(366g) Insights in the Decarbonization of Oil Refining By Integrating High Temperature Electrolysis

Oil refining is not only one of the largest hydrogen consumers in the world, but also has a large potential waste heat resource, which makes this industry highly compatible with the high-temperature electrolysis technologies, such as SOEC (Solid Oxide Electrolysers). High-temperature electrolysis of steam is one of the most energy efficient techniques for producing hydrogen. If waste heat is effectively utilized to vaporize water, the electricity demand required to convert vapor into hydrogen will be significantly lower compared to that of low-temperature water electrolysis technologies. Furthermore, replacement of grey hydrogen production units with electrolysis is proven to be an effective decarbonization step for the refining industry since conventional hydrogen generation units have a high carbon footprint.
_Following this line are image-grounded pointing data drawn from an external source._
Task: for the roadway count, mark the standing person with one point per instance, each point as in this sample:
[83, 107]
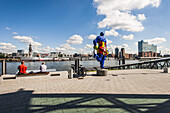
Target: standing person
[101, 47]
[43, 67]
[22, 68]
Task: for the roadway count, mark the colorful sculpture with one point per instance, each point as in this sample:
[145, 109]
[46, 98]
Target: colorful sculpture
[101, 47]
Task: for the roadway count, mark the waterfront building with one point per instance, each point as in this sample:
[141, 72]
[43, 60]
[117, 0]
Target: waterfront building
[146, 50]
[20, 51]
[116, 52]
[122, 52]
[30, 51]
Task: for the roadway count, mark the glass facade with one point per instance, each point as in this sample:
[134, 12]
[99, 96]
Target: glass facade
[146, 47]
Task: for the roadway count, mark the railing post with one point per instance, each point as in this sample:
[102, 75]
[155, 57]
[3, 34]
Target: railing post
[3, 67]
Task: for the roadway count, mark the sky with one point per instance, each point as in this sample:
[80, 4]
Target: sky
[69, 26]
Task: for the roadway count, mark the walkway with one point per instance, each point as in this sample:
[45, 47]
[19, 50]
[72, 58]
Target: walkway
[125, 91]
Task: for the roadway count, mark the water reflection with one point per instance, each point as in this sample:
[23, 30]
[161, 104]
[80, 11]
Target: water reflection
[59, 65]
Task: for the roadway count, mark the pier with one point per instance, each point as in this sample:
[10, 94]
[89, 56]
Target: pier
[122, 91]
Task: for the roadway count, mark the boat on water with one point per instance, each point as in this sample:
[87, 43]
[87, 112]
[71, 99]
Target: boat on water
[43, 59]
[35, 72]
[36, 59]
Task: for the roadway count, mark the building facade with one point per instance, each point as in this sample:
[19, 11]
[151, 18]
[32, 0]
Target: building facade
[116, 52]
[146, 50]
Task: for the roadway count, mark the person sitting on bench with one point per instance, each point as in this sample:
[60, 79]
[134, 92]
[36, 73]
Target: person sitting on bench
[22, 68]
[43, 67]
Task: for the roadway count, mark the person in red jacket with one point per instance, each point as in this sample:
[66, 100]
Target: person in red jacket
[22, 68]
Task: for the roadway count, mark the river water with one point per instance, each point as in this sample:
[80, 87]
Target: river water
[59, 65]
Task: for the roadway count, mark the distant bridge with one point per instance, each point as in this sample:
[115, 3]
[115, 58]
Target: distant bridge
[149, 64]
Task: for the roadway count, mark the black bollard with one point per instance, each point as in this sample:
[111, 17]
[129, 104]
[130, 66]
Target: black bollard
[123, 60]
[119, 62]
[77, 66]
[3, 67]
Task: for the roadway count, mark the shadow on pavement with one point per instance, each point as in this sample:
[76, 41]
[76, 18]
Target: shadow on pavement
[24, 101]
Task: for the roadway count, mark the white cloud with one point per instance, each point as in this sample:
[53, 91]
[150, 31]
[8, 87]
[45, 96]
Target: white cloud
[128, 37]
[136, 43]
[47, 49]
[164, 50]
[118, 13]
[7, 28]
[15, 33]
[112, 32]
[141, 17]
[88, 46]
[108, 41]
[75, 39]
[67, 47]
[60, 49]
[156, 40]
[92, 36]
[111, 48]
[27, 40]
[7, 47]
[124, 45]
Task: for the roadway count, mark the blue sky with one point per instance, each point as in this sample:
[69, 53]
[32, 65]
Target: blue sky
[70, 25]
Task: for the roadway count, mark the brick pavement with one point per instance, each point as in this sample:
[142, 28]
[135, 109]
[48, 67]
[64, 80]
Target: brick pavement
[133, 91]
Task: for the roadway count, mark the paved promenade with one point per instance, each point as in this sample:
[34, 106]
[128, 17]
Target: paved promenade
[123, 91]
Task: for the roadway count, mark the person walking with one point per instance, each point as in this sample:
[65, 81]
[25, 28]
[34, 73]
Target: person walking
[22, 68]
[43, 67]
[100, 45]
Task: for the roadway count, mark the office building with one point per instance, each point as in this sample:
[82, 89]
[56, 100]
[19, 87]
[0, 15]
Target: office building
[146, 50]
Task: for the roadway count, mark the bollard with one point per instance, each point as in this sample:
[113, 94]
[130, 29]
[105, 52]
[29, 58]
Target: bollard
[3, 67]
[70, 76]
[123, 60]
[102, 72]
[77, 66]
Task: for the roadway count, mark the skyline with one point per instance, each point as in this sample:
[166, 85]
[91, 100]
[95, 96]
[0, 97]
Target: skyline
[70, 26]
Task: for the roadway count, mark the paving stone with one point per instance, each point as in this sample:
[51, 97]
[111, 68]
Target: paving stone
[140, 90]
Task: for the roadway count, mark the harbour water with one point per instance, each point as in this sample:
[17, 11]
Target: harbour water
[60, 65]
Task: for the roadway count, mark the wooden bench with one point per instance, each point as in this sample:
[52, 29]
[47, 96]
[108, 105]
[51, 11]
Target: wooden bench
[61, 74]
[4, 77]
[33, 74]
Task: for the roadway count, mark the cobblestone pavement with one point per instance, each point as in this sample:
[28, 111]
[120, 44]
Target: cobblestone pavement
[123, 91]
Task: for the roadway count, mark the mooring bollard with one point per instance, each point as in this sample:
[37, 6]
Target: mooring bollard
[3, 67]
[77, 65]
[102, 72]
[70, 74]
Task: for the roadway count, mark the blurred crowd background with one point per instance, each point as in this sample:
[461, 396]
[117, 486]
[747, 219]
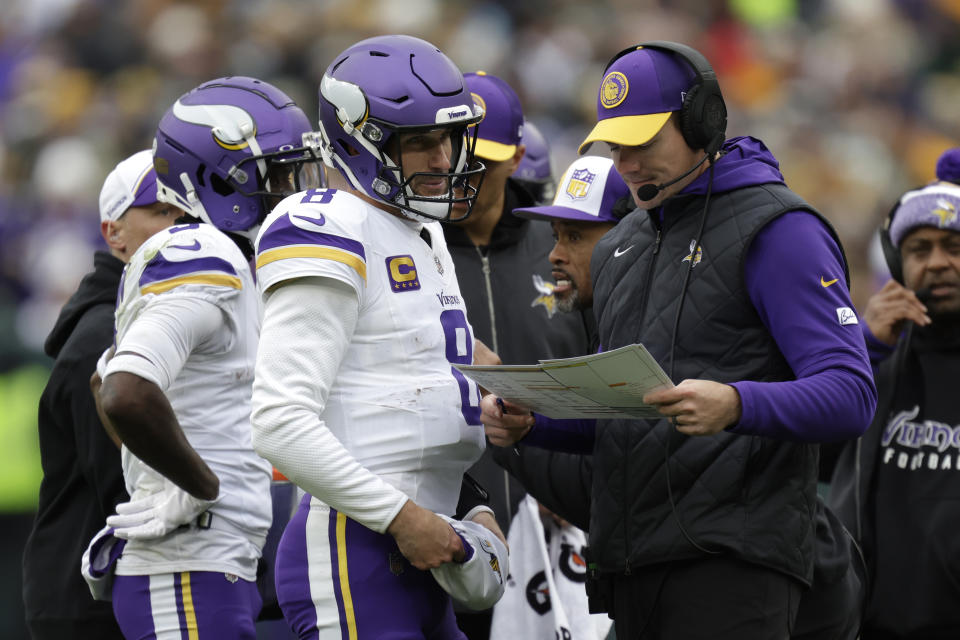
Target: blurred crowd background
[856, 98]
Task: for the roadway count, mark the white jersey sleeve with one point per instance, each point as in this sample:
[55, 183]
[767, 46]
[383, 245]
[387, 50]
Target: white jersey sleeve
[291, 388]
[167, 331]
[314, 233]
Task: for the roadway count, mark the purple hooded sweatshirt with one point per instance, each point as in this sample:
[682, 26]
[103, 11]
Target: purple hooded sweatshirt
[833, 397]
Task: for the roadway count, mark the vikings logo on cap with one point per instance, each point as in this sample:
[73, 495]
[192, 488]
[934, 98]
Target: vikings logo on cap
[946, 211]
[614, 89]
[545, 299]
[579, 184]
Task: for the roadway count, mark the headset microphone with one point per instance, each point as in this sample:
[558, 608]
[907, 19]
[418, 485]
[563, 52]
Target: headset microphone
[648, 192]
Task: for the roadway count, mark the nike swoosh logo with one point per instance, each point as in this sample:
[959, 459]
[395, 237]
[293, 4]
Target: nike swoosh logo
[186, 247]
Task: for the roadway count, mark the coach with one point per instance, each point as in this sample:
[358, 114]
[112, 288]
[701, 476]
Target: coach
[702, 521]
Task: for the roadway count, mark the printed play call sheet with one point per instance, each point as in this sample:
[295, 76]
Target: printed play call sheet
[604, 385]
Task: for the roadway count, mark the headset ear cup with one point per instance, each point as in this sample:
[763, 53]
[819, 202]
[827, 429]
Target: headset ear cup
[892, 255]
[688, 119]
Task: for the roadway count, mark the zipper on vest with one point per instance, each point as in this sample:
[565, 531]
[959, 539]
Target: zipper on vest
[485, 269]
[643, 313]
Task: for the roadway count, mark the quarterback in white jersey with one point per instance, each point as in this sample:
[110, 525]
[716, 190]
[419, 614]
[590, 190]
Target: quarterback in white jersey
[355, 398]
[396, 406]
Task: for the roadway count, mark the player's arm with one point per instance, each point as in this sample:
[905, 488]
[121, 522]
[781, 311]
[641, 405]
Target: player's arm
[149, 357]
[96, 381]
[291, 387]
[143, 419]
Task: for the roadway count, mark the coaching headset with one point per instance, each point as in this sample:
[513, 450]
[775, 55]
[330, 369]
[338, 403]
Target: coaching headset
[703, 116]
[890, 253]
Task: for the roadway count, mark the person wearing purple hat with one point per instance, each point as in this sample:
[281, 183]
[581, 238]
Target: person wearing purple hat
[502, 266]
[175, 388]
[82, 477]
[535, 171]
[355, 399]
[739, 289]
[895, 486]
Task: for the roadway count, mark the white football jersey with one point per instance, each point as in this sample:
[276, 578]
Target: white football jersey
[210, 396]
[396, 405]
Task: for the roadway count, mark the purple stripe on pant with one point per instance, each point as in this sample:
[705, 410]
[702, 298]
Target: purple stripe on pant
[216, 604]
[389, 597]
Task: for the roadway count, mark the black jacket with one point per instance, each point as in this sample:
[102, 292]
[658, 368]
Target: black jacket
[896, 489]
[510, 314]
[659, 495]
[82, 476]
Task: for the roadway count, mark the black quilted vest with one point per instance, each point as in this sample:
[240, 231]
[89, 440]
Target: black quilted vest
[748, 497]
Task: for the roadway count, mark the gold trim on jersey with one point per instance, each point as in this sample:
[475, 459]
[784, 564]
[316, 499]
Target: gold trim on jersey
[217, 280]
[352, 260]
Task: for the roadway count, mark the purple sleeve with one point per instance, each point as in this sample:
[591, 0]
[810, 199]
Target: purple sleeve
[569, 435]
[876, 349]
[795, 278]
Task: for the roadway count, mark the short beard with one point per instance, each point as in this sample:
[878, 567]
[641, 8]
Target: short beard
[570, 302]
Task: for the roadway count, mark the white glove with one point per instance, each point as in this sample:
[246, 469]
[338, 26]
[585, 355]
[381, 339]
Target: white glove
[157, 514]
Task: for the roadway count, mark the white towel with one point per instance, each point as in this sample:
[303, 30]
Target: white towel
[544, 597]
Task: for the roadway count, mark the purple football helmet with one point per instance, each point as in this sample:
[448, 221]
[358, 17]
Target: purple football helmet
[535, 170]
[390, 85]
[227, 151]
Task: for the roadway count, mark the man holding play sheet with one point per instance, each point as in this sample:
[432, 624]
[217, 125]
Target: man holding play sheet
[737, 287]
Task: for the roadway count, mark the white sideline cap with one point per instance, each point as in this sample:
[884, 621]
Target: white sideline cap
[477, 583]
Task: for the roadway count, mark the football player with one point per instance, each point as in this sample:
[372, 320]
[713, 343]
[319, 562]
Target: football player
[355, 399]
[176, 391]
The innovation brought by this project is coupling the SOEC technology with refining industry, to supply its hydrogen demand, while utilizing the available waste heat to achieve large reductions in electricity consumption.

Process modeling software is a powerful tool for predicting the performance of different chemical processing plants, including various refining blocks, as well as gray and green hydrogen production units. The modeling of the refining processes allows the accurate quantification of the available waste heat, while the modeling of hydrogen generation units will enable the comparison of the electricity requirements and carbon footprints of different technologies, such as high-temperature electrolysis, low temperature electrolysis, and SMR (steam methane reforming). The models and simulations are created using a proprietary computational thermodynamic process modeling software platform, called "Symmetry". In addition to the results generated by the software, data from the industry and literature are also referenced, whenever applicable.

The full integration of high temperature electrolysis will include two additional interface units, the first one being HRU (heat recovery unit), and the second one being the HPU (hydrogen processing unit). The purpose of the HRU is to convert the demineralized water at ambient conditions to low-pressure superheated steam at the required battery limit conditions of the electrolyzer, by valorizing the available waste process heat or available excess utility (e.g. LLP steam). The purpose of the HPU is to supply the hydrogen at required specifications (e.g. pressure and purity). By evaluating the overall heat and material balance for the given integration scheme, using the simulation software, the utility demand of HRU, and the electricity demand of the SOEC and HPU are determined. Based on the simulation results, confirmed by the industrial references, the full integration scheme of the high-temperature electrolysis results in more than a 25% saving in electricity consumption, compared to its low-temperature counterparts. Also, the full integration of any electrolytic hydrogen production unit results in a 15-20% reduction in carbon emissions from the refinery.

In addition to the full integration scenario, several partial integration schemes are also considered, which propose the coproduction of hydrogen using two parallel processes, one of them being the SOEC/high temperature electrolysis and its interface units, while the other one being either low-temperature electrolysis or SMR. The partial integration schemes are proposed to the scenarios when the available waste heat cannot supply the entire utility demand of the HRU of full integration scheme. Large reductions in electricity consumption are still achievable in the partial integration scenarios, if the corresponding fraction of hydrogen coming from the high-temperature electrolysis is above 20%.

Finally, the carbon abatement cost for the different options is evaluated, with both proposed partial/full integration scenarios the solutions being economically viable depending on the electricity prices and carbon taxes.